“This guy had huge skid marks in his underpants, we’re not talking about a few little lines here, we’re talking major skid marks that could only mean he was shitting himself on that plane,” Jeff Dean, one of the prosecutors in the trial told the court.
The ‘Underpants Bomber’ gave himself away from the smell emanating from his bung hole, and scared passengers who immediately pinned the Islamic fundamentalist down on the cabin’s floor to extract his poopy pants. They were later praised for their quick thinking actions.
“I’ll never forget that day. I was sitting next to this guy and he suddenly started shifting around on his seat, you know like when a dog has butt worms and drags its butt around the floor. Then the smell hit me, he started shouting Allah snack bar stuff and looking all wild eyed. I knew something was wrong, and about a dozen off us got this crazy mofo down and took his underpants off. He had a bomb in there, but the skid marks were huge. I still get nightmares,” Jack Stollof, a passenger on the ill fated flight told the court.

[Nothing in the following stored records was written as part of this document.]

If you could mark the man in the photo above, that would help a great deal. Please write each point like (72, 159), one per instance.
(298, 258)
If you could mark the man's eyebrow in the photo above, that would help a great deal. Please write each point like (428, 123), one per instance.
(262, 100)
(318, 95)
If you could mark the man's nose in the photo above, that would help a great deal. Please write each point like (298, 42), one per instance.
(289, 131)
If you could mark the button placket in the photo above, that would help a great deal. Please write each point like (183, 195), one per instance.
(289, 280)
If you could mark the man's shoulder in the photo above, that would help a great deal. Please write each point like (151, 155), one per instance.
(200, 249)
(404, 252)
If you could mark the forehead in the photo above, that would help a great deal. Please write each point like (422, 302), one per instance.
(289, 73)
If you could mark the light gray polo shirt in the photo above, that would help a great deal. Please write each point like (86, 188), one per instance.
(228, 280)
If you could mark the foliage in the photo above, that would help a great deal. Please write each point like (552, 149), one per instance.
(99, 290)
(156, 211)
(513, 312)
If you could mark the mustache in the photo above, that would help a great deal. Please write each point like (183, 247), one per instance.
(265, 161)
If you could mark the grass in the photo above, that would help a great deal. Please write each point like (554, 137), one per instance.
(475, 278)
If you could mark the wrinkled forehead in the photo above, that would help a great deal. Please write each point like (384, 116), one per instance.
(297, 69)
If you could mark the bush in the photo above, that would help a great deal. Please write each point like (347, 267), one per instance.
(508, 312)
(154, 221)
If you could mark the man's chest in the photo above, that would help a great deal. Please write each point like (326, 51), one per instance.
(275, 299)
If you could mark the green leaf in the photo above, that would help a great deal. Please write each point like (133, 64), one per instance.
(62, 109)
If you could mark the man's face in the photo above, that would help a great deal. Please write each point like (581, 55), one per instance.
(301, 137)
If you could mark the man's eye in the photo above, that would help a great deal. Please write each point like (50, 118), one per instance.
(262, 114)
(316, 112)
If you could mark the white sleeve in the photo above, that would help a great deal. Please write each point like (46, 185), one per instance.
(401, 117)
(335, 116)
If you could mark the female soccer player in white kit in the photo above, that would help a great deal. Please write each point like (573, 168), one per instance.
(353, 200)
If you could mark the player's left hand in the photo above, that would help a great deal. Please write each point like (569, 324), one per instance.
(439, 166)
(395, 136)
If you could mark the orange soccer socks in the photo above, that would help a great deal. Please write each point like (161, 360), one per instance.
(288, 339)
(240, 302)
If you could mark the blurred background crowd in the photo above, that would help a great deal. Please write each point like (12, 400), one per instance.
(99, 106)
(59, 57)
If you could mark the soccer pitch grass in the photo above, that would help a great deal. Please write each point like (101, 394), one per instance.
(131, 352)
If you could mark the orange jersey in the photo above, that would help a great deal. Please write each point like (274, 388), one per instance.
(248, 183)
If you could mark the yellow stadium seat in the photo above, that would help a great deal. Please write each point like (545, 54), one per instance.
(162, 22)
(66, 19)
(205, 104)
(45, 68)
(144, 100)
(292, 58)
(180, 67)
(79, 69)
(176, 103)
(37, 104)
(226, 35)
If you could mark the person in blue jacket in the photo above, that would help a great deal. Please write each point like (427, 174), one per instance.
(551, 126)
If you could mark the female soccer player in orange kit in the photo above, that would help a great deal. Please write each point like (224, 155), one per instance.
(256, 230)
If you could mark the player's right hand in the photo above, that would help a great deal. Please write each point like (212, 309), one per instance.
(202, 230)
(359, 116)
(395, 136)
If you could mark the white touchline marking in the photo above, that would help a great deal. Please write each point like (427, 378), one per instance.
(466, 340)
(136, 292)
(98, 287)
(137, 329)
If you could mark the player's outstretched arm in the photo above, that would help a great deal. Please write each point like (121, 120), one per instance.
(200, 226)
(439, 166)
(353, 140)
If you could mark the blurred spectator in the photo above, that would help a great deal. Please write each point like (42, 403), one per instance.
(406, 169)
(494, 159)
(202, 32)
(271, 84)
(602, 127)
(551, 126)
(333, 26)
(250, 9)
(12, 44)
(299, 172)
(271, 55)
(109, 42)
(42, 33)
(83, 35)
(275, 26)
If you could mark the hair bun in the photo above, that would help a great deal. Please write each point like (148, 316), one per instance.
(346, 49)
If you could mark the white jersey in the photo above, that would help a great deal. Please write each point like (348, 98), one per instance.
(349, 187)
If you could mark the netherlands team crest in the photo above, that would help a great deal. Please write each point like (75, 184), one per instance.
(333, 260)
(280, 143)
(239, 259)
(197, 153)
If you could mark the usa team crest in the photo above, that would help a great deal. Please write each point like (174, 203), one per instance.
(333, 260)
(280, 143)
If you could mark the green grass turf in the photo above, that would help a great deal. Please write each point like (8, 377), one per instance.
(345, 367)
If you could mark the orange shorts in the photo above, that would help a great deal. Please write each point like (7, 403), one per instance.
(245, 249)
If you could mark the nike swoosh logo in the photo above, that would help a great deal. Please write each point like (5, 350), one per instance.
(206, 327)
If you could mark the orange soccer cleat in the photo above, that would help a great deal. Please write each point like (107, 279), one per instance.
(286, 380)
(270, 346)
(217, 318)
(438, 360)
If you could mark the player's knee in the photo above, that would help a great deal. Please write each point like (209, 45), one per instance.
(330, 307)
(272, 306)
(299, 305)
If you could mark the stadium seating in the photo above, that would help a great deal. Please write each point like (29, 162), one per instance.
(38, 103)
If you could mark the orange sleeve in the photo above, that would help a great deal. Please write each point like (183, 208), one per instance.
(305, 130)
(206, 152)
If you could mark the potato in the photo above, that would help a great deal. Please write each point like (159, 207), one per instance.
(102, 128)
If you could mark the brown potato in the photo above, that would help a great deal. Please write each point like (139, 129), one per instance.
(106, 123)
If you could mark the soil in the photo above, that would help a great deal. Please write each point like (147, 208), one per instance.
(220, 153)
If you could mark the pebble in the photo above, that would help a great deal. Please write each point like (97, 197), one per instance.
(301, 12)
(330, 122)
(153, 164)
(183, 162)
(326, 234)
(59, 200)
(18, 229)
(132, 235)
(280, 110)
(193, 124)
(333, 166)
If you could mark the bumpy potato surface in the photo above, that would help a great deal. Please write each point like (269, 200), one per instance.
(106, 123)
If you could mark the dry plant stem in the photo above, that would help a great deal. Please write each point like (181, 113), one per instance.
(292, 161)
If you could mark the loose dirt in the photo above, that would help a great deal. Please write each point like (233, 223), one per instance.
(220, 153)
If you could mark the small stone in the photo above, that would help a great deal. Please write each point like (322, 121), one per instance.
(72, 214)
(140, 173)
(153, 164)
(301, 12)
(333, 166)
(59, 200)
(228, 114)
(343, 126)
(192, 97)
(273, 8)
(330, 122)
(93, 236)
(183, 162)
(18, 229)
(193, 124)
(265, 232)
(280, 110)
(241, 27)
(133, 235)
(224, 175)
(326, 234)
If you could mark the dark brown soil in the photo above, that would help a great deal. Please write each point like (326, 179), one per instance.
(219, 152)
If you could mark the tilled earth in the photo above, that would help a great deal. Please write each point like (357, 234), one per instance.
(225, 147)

No one knows what the outcome of the trial will be but when photographs of the skid marks were shown to the jury and court, there were gasps heard all around.
Famous actor and Scatologist, Tom Cruise, who attended the hearing researching his latest film, told Hollywood Weekly magazine: “When I saw those underpants and their skid marks, I knew that the spirit of N. Ron Hubbub and the Kretans was still alive. It’s as if I could smell the wonder of those klingons right from where I was sitting in the gallery.”